Now being very late in the afternoon, we decided to delay leaving for another day in favour of an early start tomorrow, and arranged to meet up with Raphael tomorrow morning somewhere along the Ekang road to the Cameroon border, with the intention of travelling together further south.

Walking back to the hotel, we arrived both feeling quite tired, especially after the lack of sleep over the last few nights, and both crashed for an extended afternoon nap in the tent which is the first time we have done this and was an unusual luxury.

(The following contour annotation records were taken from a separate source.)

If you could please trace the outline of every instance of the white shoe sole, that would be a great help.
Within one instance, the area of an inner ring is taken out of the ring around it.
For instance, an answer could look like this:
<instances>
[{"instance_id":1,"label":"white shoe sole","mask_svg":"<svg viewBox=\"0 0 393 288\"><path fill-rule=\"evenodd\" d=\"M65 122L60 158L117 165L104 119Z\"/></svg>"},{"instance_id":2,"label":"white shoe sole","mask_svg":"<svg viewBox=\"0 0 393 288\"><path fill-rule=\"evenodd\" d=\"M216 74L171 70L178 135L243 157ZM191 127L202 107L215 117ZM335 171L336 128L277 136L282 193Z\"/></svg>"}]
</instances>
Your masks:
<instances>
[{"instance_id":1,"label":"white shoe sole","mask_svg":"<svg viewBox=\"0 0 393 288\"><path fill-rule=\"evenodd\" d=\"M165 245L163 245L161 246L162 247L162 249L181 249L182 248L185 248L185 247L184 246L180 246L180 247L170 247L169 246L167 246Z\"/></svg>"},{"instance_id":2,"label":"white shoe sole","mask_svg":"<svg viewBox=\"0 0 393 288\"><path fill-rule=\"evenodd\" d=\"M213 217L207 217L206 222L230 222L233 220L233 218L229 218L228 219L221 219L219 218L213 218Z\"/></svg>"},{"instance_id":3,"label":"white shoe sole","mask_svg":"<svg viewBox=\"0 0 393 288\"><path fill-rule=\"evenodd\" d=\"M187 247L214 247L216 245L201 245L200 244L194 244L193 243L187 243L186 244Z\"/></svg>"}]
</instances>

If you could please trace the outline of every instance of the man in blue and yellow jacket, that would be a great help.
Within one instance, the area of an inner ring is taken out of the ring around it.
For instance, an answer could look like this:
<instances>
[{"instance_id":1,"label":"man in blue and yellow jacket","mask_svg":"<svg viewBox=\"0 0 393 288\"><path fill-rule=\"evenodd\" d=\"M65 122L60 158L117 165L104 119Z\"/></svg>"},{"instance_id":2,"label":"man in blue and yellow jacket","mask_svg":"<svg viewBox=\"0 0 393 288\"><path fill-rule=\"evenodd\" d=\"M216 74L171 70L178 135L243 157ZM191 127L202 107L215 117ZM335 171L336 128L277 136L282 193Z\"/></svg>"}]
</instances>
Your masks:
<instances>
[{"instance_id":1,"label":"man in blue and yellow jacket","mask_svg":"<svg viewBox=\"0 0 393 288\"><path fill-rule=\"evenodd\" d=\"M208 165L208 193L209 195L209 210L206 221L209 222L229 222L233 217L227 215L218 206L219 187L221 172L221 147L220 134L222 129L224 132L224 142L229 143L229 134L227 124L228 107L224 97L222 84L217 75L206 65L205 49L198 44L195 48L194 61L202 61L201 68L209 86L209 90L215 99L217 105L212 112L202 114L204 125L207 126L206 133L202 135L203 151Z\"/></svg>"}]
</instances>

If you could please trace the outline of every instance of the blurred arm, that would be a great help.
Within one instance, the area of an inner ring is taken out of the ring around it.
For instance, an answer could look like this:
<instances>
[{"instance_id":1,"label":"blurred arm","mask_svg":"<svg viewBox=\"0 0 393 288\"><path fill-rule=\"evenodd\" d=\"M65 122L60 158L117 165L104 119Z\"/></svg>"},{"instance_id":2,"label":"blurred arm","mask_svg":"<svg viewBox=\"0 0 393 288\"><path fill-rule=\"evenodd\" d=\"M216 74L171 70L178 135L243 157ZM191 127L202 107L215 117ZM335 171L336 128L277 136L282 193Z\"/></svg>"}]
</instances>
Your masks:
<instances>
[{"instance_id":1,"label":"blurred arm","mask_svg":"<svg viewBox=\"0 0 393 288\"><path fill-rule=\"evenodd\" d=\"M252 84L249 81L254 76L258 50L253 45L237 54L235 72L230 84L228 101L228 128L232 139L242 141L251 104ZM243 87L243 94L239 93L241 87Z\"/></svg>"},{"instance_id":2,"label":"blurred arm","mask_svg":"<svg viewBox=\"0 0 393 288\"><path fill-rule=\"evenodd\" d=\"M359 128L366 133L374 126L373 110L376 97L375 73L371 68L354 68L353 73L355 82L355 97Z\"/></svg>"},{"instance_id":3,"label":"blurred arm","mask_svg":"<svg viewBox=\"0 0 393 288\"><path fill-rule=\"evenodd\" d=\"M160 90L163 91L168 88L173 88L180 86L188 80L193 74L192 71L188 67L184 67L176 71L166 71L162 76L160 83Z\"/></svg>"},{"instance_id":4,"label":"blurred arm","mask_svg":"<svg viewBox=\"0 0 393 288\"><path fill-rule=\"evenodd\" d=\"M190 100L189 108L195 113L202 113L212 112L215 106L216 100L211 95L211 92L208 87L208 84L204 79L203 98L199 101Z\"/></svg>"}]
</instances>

Waking up at about 7:30pm we decided to sit in the cool lobby of the hotel and try to upload more photos to the web, as we don't know when we will next have decent internet communication in Central Africa.

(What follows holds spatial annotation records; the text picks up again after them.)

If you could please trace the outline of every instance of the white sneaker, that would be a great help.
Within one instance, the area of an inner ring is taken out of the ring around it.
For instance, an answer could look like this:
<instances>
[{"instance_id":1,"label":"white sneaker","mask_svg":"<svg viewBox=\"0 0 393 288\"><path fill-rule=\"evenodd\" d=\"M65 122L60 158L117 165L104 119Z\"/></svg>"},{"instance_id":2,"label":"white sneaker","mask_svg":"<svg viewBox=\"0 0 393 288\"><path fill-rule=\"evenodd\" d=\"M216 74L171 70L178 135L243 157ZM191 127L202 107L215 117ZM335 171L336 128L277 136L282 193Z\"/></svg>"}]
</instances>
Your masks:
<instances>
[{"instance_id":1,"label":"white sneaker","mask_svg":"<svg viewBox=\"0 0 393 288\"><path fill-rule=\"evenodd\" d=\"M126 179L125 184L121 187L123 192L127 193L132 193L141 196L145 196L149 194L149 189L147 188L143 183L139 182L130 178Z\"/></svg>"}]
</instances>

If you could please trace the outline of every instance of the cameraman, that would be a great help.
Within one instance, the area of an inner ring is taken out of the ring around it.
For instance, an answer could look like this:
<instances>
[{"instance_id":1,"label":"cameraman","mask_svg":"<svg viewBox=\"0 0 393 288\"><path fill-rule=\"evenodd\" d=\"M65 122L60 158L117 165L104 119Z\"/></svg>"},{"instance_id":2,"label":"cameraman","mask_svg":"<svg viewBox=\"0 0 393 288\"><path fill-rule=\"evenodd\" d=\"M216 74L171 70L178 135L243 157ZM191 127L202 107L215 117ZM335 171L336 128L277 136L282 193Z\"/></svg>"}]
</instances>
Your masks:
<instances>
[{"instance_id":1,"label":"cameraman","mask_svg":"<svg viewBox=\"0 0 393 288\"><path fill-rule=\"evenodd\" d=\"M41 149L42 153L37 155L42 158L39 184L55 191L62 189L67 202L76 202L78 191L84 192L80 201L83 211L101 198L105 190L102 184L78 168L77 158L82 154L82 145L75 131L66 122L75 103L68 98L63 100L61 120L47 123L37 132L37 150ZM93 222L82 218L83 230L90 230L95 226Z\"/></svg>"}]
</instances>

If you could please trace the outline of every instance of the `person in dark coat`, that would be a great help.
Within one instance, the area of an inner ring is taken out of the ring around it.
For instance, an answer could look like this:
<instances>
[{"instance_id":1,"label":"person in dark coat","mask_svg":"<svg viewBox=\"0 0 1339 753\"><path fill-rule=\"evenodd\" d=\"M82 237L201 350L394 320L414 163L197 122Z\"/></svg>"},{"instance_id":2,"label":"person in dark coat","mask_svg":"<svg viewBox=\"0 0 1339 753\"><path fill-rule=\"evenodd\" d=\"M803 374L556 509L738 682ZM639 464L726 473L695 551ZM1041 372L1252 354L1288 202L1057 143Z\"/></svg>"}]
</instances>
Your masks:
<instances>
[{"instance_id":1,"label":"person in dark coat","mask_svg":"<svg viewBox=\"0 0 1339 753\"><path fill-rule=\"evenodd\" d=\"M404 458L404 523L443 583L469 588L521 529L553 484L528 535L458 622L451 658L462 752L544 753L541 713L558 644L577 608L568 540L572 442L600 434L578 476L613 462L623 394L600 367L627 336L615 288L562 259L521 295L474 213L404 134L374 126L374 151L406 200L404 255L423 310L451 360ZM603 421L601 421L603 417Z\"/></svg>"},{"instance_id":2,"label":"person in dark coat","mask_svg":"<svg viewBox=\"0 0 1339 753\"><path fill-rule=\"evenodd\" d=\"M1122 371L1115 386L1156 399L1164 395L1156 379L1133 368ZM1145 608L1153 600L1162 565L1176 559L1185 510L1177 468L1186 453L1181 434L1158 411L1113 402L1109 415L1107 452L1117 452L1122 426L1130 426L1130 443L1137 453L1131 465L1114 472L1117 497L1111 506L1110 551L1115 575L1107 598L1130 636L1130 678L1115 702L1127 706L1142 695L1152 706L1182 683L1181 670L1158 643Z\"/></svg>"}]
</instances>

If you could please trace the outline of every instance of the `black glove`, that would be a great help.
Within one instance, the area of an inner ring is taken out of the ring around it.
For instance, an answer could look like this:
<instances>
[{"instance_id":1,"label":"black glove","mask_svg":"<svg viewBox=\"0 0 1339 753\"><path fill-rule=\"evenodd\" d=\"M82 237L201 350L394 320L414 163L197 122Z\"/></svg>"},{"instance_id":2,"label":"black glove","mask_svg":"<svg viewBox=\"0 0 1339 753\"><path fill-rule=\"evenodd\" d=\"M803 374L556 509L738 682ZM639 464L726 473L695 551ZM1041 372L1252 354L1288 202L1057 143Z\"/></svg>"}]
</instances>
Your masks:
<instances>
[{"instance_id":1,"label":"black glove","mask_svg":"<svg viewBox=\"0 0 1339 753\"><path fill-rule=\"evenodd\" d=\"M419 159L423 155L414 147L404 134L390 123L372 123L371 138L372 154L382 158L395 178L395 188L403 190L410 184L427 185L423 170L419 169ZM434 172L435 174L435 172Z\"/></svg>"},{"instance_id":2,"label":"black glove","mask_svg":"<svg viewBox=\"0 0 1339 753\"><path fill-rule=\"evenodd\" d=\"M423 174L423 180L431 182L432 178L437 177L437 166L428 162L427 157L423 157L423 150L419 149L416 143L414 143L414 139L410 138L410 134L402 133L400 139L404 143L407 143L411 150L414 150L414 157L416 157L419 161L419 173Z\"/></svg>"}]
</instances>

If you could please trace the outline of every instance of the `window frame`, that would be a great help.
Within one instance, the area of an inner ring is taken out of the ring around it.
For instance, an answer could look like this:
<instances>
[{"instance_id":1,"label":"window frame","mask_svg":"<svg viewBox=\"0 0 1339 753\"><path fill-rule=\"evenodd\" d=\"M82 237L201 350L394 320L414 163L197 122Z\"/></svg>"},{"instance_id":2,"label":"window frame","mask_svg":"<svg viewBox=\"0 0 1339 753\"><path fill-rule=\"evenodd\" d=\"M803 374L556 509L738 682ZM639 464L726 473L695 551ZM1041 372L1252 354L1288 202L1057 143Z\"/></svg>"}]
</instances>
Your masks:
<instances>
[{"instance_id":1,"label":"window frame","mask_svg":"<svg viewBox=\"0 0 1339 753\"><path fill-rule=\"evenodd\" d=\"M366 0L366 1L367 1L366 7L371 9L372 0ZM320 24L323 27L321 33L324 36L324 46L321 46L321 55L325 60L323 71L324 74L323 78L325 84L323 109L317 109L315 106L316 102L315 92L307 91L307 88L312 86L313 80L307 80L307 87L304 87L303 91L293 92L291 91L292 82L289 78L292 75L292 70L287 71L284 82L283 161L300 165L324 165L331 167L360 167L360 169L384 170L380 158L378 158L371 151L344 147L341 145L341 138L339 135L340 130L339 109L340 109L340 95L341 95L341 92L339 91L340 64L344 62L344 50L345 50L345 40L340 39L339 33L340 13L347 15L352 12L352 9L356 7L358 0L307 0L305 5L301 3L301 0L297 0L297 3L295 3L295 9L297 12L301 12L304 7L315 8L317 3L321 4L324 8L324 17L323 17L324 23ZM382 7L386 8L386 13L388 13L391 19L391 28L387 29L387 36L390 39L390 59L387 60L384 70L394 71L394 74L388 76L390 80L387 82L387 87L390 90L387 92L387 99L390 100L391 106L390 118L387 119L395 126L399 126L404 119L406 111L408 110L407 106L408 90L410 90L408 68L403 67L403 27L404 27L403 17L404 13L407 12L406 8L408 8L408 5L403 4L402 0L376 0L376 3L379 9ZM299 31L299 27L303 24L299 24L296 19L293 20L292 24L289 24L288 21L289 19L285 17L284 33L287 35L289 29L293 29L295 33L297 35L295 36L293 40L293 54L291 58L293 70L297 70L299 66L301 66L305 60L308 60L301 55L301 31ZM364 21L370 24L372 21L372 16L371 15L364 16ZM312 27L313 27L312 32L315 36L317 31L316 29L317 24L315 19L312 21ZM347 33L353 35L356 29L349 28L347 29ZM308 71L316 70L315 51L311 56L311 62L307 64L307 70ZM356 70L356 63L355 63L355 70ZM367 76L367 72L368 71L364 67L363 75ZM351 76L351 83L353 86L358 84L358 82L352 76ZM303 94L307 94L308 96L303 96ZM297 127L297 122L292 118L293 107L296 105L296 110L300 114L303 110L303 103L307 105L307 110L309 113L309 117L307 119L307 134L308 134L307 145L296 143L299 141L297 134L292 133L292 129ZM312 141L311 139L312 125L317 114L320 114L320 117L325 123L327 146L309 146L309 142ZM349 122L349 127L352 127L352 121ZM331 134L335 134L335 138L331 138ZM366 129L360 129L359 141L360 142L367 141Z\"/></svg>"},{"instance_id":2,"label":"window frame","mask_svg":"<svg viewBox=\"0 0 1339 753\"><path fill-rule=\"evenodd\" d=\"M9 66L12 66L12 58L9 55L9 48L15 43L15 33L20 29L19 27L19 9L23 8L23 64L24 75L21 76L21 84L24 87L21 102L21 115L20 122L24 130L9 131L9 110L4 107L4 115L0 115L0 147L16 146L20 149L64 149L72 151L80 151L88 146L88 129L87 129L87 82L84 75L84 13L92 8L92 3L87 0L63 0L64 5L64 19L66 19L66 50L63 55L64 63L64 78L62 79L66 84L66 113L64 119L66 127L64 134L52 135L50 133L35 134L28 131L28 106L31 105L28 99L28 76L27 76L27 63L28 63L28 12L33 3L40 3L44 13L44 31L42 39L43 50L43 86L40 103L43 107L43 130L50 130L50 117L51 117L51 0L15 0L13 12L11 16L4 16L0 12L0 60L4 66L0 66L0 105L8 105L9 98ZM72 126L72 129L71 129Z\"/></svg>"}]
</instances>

Tuesday 22nd January: Metropolitan Hotel, Calabar, Nigeria

GPS Info: N04° 58' 15.3" E08° 19' 42.3"

Miles Today: 148 Total Miles: 11 624

After another very late night's computer catch up (til 3am) we overslept and only woke up around 6.45am instead of our planned 6am. We had a shower and were off to a, slightly later than expected, start. Worried we would be keeping Raphael waiting at the Nigerian border we tried to get there as quickly as we could. There was a bit of confusion leaving Calabar though, trying to find the road to Ekang (north at the Cameroon border) not Ikang (south on the Nigerian coast). As there are no clear road signs you rely on asking people for directions, who willingly direct you to where they think you want to go. After eventually getting on the right road, we were pleased there was decent tar, but this changed after about half an hour and then the potholes began, followed by some real off-road driving. This was our warm-up for the Cameroonian roads to come. Even though the driving was pretty hectic and very slow, Duzi2 roze to the challenge and did superbly, thanks to Ross's skillful driving. We drove through narrow remote tracks deep in the dense jungle dwarfed by huge trees and dense buzzing bush around us. It was really beautiful.

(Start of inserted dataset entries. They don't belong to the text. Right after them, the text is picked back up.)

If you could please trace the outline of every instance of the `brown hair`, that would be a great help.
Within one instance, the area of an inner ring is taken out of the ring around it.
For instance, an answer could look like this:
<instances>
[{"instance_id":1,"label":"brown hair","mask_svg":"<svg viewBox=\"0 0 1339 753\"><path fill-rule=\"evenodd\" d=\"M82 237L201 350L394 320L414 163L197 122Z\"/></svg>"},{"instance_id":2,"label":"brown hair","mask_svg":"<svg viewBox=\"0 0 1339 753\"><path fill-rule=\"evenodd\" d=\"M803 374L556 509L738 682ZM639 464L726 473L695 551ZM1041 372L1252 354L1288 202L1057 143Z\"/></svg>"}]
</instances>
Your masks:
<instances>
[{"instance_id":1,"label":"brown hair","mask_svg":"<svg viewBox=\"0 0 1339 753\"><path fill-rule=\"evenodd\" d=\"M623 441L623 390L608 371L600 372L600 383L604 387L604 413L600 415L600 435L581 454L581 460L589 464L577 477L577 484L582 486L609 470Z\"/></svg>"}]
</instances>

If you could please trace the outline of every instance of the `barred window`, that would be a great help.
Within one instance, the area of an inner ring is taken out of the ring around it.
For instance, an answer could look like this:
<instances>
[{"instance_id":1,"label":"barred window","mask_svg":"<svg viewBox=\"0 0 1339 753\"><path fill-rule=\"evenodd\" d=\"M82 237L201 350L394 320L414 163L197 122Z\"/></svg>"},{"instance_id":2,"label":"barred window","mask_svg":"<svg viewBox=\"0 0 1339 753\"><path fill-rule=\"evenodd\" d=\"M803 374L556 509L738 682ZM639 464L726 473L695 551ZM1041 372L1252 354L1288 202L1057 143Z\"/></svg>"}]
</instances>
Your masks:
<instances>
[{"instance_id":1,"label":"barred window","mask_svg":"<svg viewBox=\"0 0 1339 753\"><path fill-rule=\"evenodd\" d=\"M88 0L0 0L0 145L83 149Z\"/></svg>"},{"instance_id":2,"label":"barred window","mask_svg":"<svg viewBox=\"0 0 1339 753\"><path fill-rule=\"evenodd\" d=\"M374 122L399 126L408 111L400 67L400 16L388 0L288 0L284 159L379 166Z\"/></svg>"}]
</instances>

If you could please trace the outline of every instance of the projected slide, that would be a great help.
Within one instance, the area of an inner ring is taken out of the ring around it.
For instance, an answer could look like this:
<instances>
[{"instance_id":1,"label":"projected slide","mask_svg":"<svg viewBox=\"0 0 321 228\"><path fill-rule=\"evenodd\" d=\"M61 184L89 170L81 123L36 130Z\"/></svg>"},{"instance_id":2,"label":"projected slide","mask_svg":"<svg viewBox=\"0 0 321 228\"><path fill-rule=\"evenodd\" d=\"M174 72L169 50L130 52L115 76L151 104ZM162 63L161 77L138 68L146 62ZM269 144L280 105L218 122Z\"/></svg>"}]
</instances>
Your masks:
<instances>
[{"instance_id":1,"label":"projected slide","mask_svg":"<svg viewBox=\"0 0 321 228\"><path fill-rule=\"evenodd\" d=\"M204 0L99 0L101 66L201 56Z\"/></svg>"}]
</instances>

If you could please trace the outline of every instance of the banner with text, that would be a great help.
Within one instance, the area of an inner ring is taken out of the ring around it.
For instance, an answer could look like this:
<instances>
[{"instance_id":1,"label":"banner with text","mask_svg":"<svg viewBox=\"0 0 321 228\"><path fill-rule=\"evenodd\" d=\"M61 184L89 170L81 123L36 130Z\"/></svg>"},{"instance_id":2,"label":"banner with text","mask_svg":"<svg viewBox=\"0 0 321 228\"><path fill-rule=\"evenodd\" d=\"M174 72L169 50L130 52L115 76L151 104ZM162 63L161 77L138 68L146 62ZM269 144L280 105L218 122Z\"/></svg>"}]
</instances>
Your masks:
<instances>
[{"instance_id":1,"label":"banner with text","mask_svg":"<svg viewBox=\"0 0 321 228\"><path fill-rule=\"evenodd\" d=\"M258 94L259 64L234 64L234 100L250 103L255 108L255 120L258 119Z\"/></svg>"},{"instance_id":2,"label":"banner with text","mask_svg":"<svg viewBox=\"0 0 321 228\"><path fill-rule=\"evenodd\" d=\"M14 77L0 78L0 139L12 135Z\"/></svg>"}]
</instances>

We arrived at the border at 11.30am, taking 3 hrs 45min to cover 164km, expecting to see a rather annoyed Raphael, but he wasn't there. The Immigration Officer was fast asleep on a bench snoring his head off, but luckily the Customs Officer was nearby and felt nothing to shake him awake. We had our carnet stamped and then our passports. This was all done with no problem, and lots of chatting as they were chuffed to have some work to do. We waited at the border chatting to some very interesting young men until about 1.45pm. The Nigerian Immigration Officer had previously invited us to wait in a room near his office, but then advised us to rather cross over into Cameroon as these young men could have quick hands. Four little children came running home from school giggling and singing a song about our car as they came down the road. After putting down their school bags they reappeared walking cautiously passed the car stopping and saying 'white man' and then they disappeared into the bushes towards the river below. When we crossed over the bridge to the Cameroon border, they shouted and waved from the water below us. They were naked and having a ball in the water. What a simple life for these cute little children.